No other law school of its era - and perhaps since - to my knowledge has been so thoroughly characterized by a broad progressive social agenda. Affirmative action, racial justice, women’s rights, public education, open housing, and civil liberties were the focus of the frequently landmark litigation which originated or was substantially aided by students and faculty from Rutgers Newark.

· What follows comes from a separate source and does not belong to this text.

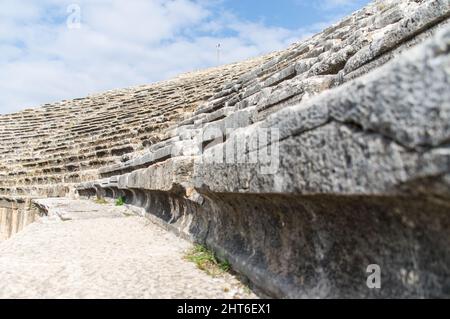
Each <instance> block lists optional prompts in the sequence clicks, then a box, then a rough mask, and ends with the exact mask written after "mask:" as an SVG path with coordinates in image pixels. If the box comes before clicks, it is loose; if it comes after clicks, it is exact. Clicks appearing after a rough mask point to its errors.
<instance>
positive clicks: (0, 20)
mask: <svg viewBox="0 0 450 319" xmlns="http://www.w3.org/2000/svg"><path fill="white" fill-rule="evenodd" d="M335 1H336V0H335ZM71 2H72V1H57V0H42V1H39V2H38V1H27V0H19V1H18V0H0V70H1V71H0V113H9V112H13V111H17V110H19V109H23V108H25V107H30V106H37V105H39V104H43V103H47V102H53V101H57V100H61V99H68V98H75V97H79V96H85V95H87V94H90V93H94V92H99V91H103V90H107V89H113V88H121V87H127V86H131V85H140V84H144V83H150V82H153V81H157V80H161V79H167V78H169V77H172V76H174V75H176V74H178V73H181V72H186V71H191V70H194V69H201V68H205V67H209V66H213V65H215V64H216V45H217V43H221V44H222V55H221V56H222V60H221V62H222V63H229V62H234V61H238V60H242V59H245V58H248V57H251V56H256V55H259V54H262V53H263V52H268V51H273V50H276V49H281V48H283V47H285V46H287V45H288V44H290V43H291V42H293V41H294V40H297V39H298V38H300V37H302V35H303V34H305V33H306V32H307V30H288V29H284V28H277V27H269V26H266V25H263V24H261V23H252V22H249V21H243V20H242V19H239V18H238V17H236V16H235V15H233V14H231V13H227V12H221V14H220V15H219V14H218V13H217V12H216V11H215V10H214V9H215V7H214V4H211V2H208V1H204V0H203V1H195V0H170V1H163V0H145V1H144V0H133V1H122V0H108V1H107V0H90V1H88V0H78V4H79V5H80V7H81V25H82V27H81V29H69V28H67V26H66V23H65V19H66V17H67V13H66V9H67V6H68V5H69V4H70V3H71ZM213 3H215V2H213Z"/></svg>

The unique activism of Rutgers-Newark - a small public law school in an afflicted city - had a huge impact in the development of the law. The activist faculty and the clinics engaged law students deeply in innovative and intense litigation regarding the most important and controversial issues of the day. Students at People’s Electric learned first-hand the law-making function of the courts. They often helped make that law. No other law school in the country can begin to match its record in the 1970's. This was accomplished without endowment, without a base of high ranking or wealthy alumni, without a tradition of such activism at the school, a public law school whose tuition was nominal. Students learned from extraordinarily talented lawyers who they assisted. Their successes showed students how to succeed by really trying. We left Rutgers confident that we knew how to and could change the law, confident that we could make a difference.
Graduates continued the mission in many ways. One outstanding example is the cadre who joined the Office of the Public Defender - a statewide agency - which led or participated in the defense of over two hundred capital trials from 1982-2007 when the death penalty was repealed and replaced with life without parole. There were no executions.